The Extraordinary Mark Twain (according to Susy) - fictionalized biography picture book


The Susy of the title of this wonderful picture book fictionalized biography is Olivia Susan "Susy" Clemens (1872-1896), the oldest daughter of Samuel Clemens, aka Mark Twain.  When she was 13, Susy started writing a biography of her father, because she was "annoyed" that "so few people know Papa, I mean really know him....They think of Mark Twain as a humorist, joking at everything."

Susy's mother later found the biography and shared it with her husband, who expressed "deep pleasure" at her "frequently desperate" spelling and the way she didn't "cover up one's deficiencies, but gave them an equal showing with one's handsomer qualities."  And that's just what Kerley and Fotheringham do in the 19 double-page spreads of the narrative.

Eleven of those spreads feature a small four-page "Journal" glued in by its left side on the right-hand page near the gutter, as pictured below, making small books within the book::
These "journals" contain actual quotations, misspellings and all, from Susy's biography.

Author Barbara Kerley, in an I.N.K. (Interesting Nonfiction for Kids) group blog post, said "I knew when I stumbled across Susy’s diary that it would be a rich counterpart to Twain’s own ‘polished up’ version of his life’s story."

Later, Twain quoted extensively from Susy's biography (retaining the misspellings) in his own Chapters from My Autobiography series for the North American Review, describing Susy as "a frank biographer and an honest one; she uses no sandpaper on me," who was "loyal to the responsibilities of her position as historian."

This is all the more poignant when you read, in the author's note at the end of the book, that Susy died at age 24 of spinal meningitis.  The end of the book also includes a selected timeline of Twain's life and detail on the sources used for each spread of the book.  Kerley also includes an excellent tip sheet on writing a biography appropriate for students, which is also available on the author's web site.

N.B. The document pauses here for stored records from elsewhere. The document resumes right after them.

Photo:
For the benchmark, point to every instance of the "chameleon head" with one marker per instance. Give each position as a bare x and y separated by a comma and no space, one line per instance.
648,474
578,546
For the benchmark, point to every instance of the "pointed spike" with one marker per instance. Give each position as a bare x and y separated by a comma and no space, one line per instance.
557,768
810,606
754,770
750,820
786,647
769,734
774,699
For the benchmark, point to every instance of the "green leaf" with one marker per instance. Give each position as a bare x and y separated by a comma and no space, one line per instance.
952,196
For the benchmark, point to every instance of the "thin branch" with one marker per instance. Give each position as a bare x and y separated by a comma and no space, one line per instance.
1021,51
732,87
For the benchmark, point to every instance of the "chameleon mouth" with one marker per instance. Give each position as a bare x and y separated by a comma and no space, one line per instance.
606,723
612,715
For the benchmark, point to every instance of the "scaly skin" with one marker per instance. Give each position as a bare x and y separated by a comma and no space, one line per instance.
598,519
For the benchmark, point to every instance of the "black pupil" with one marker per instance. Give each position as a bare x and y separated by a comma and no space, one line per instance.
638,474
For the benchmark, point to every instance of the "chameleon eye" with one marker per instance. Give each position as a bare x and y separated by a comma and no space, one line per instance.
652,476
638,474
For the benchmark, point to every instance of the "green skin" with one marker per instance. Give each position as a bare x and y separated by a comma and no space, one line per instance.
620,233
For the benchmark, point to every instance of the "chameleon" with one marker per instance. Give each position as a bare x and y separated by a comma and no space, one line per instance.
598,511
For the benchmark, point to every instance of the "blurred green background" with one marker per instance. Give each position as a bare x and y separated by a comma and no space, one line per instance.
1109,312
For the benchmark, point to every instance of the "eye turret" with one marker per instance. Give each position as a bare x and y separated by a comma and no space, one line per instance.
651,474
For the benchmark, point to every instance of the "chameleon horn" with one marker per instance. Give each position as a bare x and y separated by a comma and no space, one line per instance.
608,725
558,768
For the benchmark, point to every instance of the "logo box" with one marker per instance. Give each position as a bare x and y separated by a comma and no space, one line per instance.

As you can see, the digital media illustrations are marvelous.  The people are (appropriately) cartoon-like, to fit Twain's humor, or shown in silhouette, in color schemes fitting the period.  Edwin Fotheringham even works in an 1890 photograph of Twain and Susy near the end of the book.

I can't recommend The Extraordinary Mark Twain (according to Susy) enough, and I'll be looking for more by Kerley and Fotheringham.

© Amanda Pape - 2012

[This book was borrowed from and returned to the Dick Smith Library at Tarleton State University. It's downstairs in the Curriculum Collection, call number EDUC PZ7 .K4575 EXT 2010.  A version of this review also appears on my blog, Bookin' It.]